Entering its Sunday match-up with nationally ranked Saint Louis, the GW men’s soccer team knew a win would not come easy. The Colonials managed to keep the Billikens quiet for a half but gave up three unanswered second half goals and lost 3-1.

Junior Joachim Walker was the first to score – striking in the 37th minute – but the momentum the Colonials (7-7-1, 1-3-1 Atlantic 10) took into halftime was short lived. Goals from Saint Louis’ Scott Wisniewski, Kyle Patterson and Jimmy Holmes came in the first 20 minutes of the second half, quickly taking the wind out of the Colonials’ sails.

“I thought we had a good first half,” head coach George Lidster said. “We kept to the game plan, and the players I thought played very disciplined. In the second half, Saint Louis made a couple of adjustments, and I just don’t know whether we had the belief that we could win it.”

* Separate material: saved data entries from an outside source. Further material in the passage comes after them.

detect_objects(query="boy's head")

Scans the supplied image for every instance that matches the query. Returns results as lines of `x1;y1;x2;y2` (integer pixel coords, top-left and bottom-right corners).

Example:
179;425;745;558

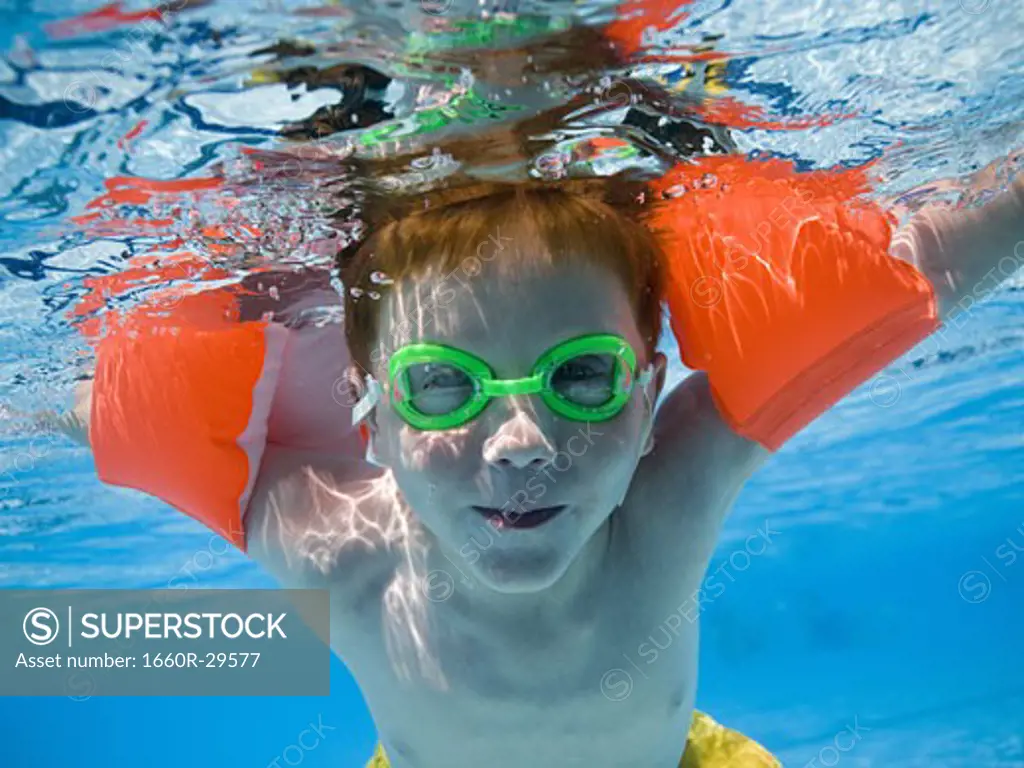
340;178;668;593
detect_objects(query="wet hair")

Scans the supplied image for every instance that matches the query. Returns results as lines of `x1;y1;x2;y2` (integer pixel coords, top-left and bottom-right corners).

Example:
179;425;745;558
337;174;666;377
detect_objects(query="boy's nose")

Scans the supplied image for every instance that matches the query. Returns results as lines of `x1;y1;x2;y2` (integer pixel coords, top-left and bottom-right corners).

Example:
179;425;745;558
482;409;556;470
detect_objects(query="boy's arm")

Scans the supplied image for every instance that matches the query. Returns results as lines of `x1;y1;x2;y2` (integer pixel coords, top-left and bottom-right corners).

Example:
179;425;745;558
244;447;349;589
51;379;381;598
42;268;333;451
36;378;93;447
624;371;769;556
646;370;770;498
890;175;1024;322
633;172;1024;520
243;445;390;595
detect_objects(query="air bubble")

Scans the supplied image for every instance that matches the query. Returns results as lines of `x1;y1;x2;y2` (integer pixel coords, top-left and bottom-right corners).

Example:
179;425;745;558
349;287;365;298
369;270;393;285
411;152;437;170
536;153;566;176
701;173;718;188
662;184;687;199
368;290;381;300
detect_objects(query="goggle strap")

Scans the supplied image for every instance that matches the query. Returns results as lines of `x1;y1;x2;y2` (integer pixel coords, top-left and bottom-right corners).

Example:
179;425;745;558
352;375;383;426
638;364;654;389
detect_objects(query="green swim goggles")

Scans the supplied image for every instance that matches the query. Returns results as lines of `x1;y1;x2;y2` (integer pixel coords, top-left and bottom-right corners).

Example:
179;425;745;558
353;334;653;431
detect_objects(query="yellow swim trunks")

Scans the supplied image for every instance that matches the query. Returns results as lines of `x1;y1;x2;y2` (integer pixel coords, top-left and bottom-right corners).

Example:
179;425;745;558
365;710;780;767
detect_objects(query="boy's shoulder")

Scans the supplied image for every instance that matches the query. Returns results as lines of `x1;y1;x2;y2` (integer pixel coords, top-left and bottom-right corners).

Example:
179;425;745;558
244;446;401;598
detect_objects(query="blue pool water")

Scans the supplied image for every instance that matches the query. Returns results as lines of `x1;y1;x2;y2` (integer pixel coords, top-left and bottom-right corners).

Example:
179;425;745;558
2;0;1023;766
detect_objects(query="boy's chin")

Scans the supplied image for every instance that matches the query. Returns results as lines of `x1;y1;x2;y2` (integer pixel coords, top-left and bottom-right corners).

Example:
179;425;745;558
470;550;576;594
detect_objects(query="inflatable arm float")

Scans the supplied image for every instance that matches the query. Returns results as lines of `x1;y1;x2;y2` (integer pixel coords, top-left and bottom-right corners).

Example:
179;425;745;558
85;275;363;551
646;157;939;449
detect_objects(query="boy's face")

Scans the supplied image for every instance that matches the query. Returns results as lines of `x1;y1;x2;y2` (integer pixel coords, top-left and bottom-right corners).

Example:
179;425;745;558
366;257;665;594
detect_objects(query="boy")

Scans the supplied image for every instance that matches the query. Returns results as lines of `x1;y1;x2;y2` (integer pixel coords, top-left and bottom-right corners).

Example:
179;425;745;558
62;168;1023;767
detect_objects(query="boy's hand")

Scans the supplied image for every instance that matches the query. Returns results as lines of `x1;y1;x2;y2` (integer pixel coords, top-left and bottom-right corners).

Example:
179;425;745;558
36;410;89;446
35;379;93;447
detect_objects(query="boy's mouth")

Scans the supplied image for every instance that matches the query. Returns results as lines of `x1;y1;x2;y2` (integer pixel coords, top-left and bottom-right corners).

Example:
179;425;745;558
471;505;567;530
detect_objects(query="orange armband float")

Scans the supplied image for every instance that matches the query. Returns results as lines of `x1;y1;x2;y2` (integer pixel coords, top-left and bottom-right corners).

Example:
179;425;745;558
80;265;362;552
646;156;940;450
88;288;285;551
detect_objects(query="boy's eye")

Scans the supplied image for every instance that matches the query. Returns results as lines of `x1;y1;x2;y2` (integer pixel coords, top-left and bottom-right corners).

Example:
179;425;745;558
551;354;616;406
417;363;467;389
405;363;475;414
556;355;611;380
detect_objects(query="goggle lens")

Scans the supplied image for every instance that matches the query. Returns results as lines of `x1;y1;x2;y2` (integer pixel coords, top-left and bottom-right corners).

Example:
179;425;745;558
400;362;477;416
548;353;620;408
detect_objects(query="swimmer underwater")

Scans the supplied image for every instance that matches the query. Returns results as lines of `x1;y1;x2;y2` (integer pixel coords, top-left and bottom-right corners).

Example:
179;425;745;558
44;10;1024;768
54;158;1024;768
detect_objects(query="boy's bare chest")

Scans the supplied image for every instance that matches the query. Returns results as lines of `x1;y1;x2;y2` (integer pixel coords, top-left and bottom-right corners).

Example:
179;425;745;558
332;540;702;768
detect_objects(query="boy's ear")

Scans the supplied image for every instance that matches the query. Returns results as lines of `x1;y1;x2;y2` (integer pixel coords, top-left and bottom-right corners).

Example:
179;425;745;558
651;352;668;404
640;353;667;457
643;353;668;413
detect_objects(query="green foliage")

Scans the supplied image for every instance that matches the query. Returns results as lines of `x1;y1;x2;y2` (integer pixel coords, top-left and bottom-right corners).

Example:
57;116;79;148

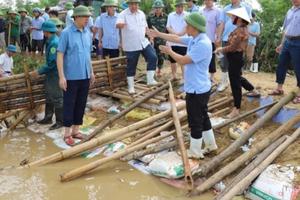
12;54;43;74
256;0;291;72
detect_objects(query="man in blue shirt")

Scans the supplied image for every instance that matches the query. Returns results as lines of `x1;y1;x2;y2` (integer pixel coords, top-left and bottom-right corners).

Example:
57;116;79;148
187;0;199;13
216;0;252;92
57;6;95;146
31;21;63;130
97;0;120;59
31;8;45;55
148;12;218;159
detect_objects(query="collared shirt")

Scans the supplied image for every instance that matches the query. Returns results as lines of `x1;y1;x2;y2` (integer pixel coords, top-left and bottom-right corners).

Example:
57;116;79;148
20;16;32;34
57;23;92;80
187;4;200;13
223;26;248;53
221;2;252;42
38;34;59;75
166;11;188;47
97;12;120;49
201;6;221;42
116;8;150;52
180;33;212;94
42;12;49;21
31;16;45;40
0;52;13;73
10;15;20;37
248;21;260;45
65;10;74;27
284;6;300;37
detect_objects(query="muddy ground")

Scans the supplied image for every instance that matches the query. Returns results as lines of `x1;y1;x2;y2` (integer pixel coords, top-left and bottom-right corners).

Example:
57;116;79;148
0;60;300;200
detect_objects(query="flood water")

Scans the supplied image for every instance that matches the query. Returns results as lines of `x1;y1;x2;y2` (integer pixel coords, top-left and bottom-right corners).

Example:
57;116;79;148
0;129;214;200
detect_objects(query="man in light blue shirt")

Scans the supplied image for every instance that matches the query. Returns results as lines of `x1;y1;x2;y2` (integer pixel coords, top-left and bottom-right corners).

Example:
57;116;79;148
31;8;45;55
148;12;218;159
187;0;200;13
246;11;260;72
98;0;120;59
216;0;252;92
57;6;95;146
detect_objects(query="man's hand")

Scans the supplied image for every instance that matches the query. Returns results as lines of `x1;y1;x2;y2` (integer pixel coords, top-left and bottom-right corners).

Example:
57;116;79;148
98;41;103;49
159;45;172;55
276;44;283;54
59;76;67;91
90;73;95;86
214;47;223;54
147;26;160;38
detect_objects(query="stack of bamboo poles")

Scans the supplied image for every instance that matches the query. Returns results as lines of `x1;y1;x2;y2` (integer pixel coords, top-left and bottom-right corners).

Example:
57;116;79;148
0;56;127;114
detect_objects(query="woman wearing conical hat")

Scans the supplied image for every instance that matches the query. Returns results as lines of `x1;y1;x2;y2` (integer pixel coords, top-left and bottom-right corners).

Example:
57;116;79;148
215;7;260;118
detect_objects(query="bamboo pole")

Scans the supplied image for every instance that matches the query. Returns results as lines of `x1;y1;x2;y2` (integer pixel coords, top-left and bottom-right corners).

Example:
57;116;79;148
215;135;286;200
191;110;300;195
60;125;188;182
168;81;194;189
82;82;170;142
207;96;228;107
22;102;186;168
193;90;297;178
220;127;300;200
208;97;234;112
210;107;230;118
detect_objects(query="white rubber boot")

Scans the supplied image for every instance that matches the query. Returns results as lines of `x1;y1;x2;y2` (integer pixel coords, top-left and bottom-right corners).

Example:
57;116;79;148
249;63;254;72
252;63;259;73
202;129;218;154
147;70;158;85
217;72;229;92
127;77;135;94
187;136;204;159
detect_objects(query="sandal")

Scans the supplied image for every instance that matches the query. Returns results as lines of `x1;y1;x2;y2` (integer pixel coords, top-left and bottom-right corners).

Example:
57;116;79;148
64;135;75;146
268;89;284;96
293;96;300;104
246;91;261;98
72;132;85;140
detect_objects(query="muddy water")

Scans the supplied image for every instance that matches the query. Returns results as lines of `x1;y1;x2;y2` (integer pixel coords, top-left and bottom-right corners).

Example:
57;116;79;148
0;129;214;200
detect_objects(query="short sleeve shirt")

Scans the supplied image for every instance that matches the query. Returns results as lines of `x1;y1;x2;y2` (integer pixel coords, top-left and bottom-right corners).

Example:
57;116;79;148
180;34;212;94
31;16;45;40
283;6;300;37
57;23;92;80
248;21;260;45
0;53;13;72
98;12;120;49
65;10;74;27
166;11;188;47
201;7;222;42
221;2;252;42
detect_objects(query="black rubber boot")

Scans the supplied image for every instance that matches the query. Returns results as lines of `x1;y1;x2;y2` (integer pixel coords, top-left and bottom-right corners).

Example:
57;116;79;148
49;107;63;130
38;103;54;124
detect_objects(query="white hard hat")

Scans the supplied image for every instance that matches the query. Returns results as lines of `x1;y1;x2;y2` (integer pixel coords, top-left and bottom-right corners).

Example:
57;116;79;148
226;7;251;23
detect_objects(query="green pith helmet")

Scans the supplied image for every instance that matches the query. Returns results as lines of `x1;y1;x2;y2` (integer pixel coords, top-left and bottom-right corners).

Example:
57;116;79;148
65;2;74;10
49;18;65;26
175;0;187;6
8;10;18;15
42;20;57;33
72;5;92;17
88;6;94;11
126;0;141;3
102;0;119;7
185;12;206;33
152;0;165;8
18;8;28;14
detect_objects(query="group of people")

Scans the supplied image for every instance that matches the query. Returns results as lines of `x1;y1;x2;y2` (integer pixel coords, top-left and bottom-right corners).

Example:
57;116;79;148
0;0;299;157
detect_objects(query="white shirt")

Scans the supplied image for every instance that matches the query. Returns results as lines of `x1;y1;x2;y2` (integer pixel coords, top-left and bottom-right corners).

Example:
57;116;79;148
166;11;188;47
116;8;150;52
94;15;101;40
0;52;13;74
65;10;74;27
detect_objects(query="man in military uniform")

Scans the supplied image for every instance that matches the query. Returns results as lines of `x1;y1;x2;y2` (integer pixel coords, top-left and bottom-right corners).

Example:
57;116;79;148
18;8;32;52
147;0;167;77
31;21;63;130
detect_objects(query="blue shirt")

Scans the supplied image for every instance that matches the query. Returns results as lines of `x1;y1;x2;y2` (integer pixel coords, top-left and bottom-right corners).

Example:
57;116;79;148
57;23;92;80
180;33;212;94
42;13;49;21
248;21;260;45
31;17;45;40
98;12;120;49
38;34;59;75
221;3;252;42
188;4;200;13
283;6;300;37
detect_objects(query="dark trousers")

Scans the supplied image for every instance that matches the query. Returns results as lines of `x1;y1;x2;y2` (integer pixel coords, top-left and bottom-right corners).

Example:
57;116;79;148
227;52;254;109
125;44;157;77
103;48;119;59
154;43;165;69
276;39;300;87
45;72;63;108
209;43;216;73
20;33;31;52
186;91;211;139
31;39;43;53
63;79;90;127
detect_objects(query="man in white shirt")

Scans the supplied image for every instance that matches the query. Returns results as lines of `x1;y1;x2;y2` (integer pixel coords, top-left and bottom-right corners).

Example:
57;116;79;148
116;0;158;94
166;0;188;80
65;2;74;27
0;45;17;77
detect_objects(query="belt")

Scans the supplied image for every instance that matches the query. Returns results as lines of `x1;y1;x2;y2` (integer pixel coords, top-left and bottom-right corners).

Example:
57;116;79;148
286;35;300;40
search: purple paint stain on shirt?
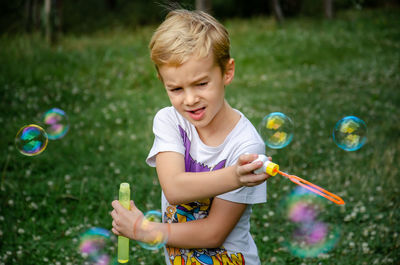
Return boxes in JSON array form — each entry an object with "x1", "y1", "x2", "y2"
[{"x1": 178, "y1": 125, "x2": 226, "y2": 172}]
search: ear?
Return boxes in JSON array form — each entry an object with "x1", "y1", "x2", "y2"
[{"x1": 223, "y1": 58, "x2": 235, "y2": 85}]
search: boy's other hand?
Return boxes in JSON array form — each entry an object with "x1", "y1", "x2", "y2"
[
  {"x1": 235, "y1": 153, "x2": 272, "y2": 187},
  {"x1": 110, "y1": 200, "x2": 143, "y2": 240}
]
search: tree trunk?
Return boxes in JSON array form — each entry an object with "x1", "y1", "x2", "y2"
[
  {"x1": 25, "y1": 0, "x2": 33, "y2": 32},
  {"x1": 271, "y1": 0, "x2": 284, "y2": 23},
  {"x1": 44, "y1": 0, "x2": 52, "y2": 43},
  {"x1": 196, "y1": 0, "x2": 212, "y2": 13},
  {"x1": 324, "y1": 0, "x2": 334, "y2": 19}
]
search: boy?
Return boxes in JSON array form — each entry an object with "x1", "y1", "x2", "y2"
[{"x1": 111, "y1": 9, "x2": 271, "y2": 265}]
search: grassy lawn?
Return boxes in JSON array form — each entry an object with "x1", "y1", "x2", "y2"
[{"x1": 0, "y1": 7, "x2": 399, "y2": 265}]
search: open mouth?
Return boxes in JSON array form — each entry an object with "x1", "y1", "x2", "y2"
[
  {"x1": 189, "y1": 107, "x2": 206, "y2": 114},
  {"x1": 187, "y1": 107, "x2": 206, "y2": 121}
]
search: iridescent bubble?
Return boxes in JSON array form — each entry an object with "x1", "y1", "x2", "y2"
[
  {"x1": 281, "y1": 187, "x2": 341, "y2": 258},
  {"x1": 15, "y1": 124, "x2": 48, "y2": 156},
  {"x1": 136, "y1": 210, "x2": 169, "y2": 250},
  {"x1": 79, "y1": 227, "x2": 117, "y2": 265},
  {"x1": 333, "y1": 116, "x2": 367, "y2": 151},
  {"x1": 259, "y1": 112, "x2": 294, "y2": 149},
  {"x1": 43, "y1": 108, "x2": 69, "y2": 140}
]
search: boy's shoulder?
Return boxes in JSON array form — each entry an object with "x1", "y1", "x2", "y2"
[
  {"x1": 228, "y1": 109, "x2": 264, "y2": 147},
  {"x1": 153, "y1": 106, "x2": 190, "y2": 129}
]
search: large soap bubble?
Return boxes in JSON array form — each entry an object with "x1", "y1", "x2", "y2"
[
  {"x1": 259, "y1": 112, "x2": 294, "y2": 149},
  {"x1": 15, "y1": 124, "x2": 48, "y2": 156},
  {"x1": 79, "y1": 227, "x2": 117, "y2": 265},
  {"x1": 333, "y1": 116, "x2": 367, "y2": 151},
  {"x1": 281, "y1": 187, "x2": 341, "y2": 258},
  {"x1": 136, "y1": 210, "x2": 169, "y2": 250},
  {"x1": 42, "y1": 108, "x2": 69, "y2": 140}
]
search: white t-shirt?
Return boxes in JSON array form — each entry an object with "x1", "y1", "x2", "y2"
[{"x1": 146, "y1": 106, "x2": 267, "y2": 265}]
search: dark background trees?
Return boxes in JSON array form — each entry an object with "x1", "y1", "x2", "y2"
[{"x1": 0, "y1": 0, "x2": 398, "y2": 36}]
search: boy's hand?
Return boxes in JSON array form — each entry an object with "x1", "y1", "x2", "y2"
[
  {"x1": 111, "y1": 200, "x2": 143, "y2": 240},
  {"x1": 235, "y1": 153, "x2": 272, "y2": 187}
]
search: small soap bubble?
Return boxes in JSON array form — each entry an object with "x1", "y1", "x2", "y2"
[
  {"x1": 333, "y1": 116, "x2": 367, "y2": 151},
  {"x1": 136, "y1": 210, "x2": 169, "y2": 250},
  {"x1": 79, "y1": 227, "x2": 117, "y2": 265},
  {"x1": 43, "y1": 108, "x2": 69, "y2": 140},
  {"x1": 281, "y1": 187, "x2": 341, "y2": 258},
  {"x1": 15, "y1": 124, "x2": 48, "y2": 156},
  {"x1": 259, "y1": 112, "x2": 294, "y2": 149}
]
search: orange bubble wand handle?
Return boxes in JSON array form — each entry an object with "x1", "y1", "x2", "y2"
[{"x1": 277, "y1": 170, "x2": 345, "y2": 205}]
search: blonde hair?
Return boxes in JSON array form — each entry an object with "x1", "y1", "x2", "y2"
[{"x1": 149, "y1": 9, "x2": 231, "y2": 73}]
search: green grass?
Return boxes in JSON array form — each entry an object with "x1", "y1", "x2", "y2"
[{"x1": 1, "y1": 7, "x2": 399, "y2": 265}]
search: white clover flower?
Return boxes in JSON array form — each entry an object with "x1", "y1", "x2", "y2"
[
  {"x1": 349, "y1": 242, "x2": 355, "y2": 248},
  {"x1": 29, "y1": 202, "x2": 38, "y2": 210},
  {"x1": 344, "y1": 215, "x2": 352, "y2": 222},
  {"x1": 262, "y1": 236, "x2": 269, "y2": 242},
  {"x1": 262, "y1": 214, "x2": 268, "y2": 219},
  {"x1": 17, "y1": 228, "x2": 25, "y2": 234},
  {"x1": 268, "y1": 211, "x2": 274, "y2": 216}
]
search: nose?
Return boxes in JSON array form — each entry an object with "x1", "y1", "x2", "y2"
[{"x1": 183, "y1": 89, "x2": 199, "y2": 106}]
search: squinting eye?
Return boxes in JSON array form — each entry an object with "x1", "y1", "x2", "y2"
[
  {"x1": 170, "y1": 87, "x2": 182, "y2": 92},
  {"x1": 197, "y1": 82, "x2": 208, "y2": 87}
]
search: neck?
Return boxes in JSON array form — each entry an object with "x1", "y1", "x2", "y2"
[{"x1": 197, "y1": 101, "x2": 241, "y2": 146}]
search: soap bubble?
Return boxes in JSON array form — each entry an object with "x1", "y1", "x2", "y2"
[
  {"x1": 42, "y1": 108, "x2": 69, "y2": 140},
  {"x1": 259, "y1": 112, "x2": 294, "y2": 149},
  {"x1": 79, "y1": 227, "x2": 117, "y2": 265},
  {"x1": 281, "y1": 187, "x2": 341, "y2": 258},
  {"x1": 136, "y1": 210, "x2": 169, "y2": 250},
  {"x1": 15, "y1": 124, "x2": 48, "y2": 156},
  {"x1": 333, "y1": 116, "x2": 367, "y2": 151}
]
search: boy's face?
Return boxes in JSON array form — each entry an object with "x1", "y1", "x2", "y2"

Walker’s goal, one of four GW shots on net, came near the end of a physical first half. Sophomore Mike Briscoe took a GW throw-in near the Billiken goal line and tossed the ball over the head of a mixed pack of Saint Louis and GW players. Running from the opposite flank, the slicing Walker beat his defender and dove at the offering, connecting cleanly and sending the ball into the lower right corner of the net.

Wisniewski’s equalizer came just over one minute into the second half, and Patterson found the back of the Colonials’ net 17 minutes later. Saint Louis broke the Colonials’ back just three and a half minutes later, though, when Tim Ream and Wisniewski played monkey in the middle with GW goalkeeper Greg Yahr. Ream sent a crossing pass over Yahr’s head to Wisniewski, who touched the ball back over the head of Yahr to Holmes, who found himself in front of an empty net for the easy conversion.

“After the third goal, it’s tough to come back. It’s very deflating,” Lidster said.

The Colonials managed to take 17 shots in the match, but a majority of them came from new faces. Three of GW’s points leaders, sophomores Luke Wildy and Andy Stadler and senior Abimbola Pedro, missed all of Sunday’s game with injuries.

Instead, it was junior Thomas Stuber who led the Colonials offensive attack, taking eight shots in the game and putting two of them on goal. Stuber, who said he feels he needs to step up on offense in the absence of his fellow attackers, had a 35 yard blast denied in the first half and put a header over the crossbar with six minutes remaining in the game.

“I feel good and I feel confident; it’s just that I need to do a little better job putting it the net,” he said.

Now 1-3-1 in conference play, Lidster thinks the Colonials need to win their next four games in order to qualify for the A-10 postseason.

“Now is the time where we have to step up. There’s no excuses now,” he said. “We’re still in a position (to make the playoffs), so you can’t ask for any more than that.”

GW’s next game will be at 7 p.m. on Nov. 2 at A-10 opponent Duquesne. The Colonials will follow that match with a trip to St. Bonaventure the following Sunday.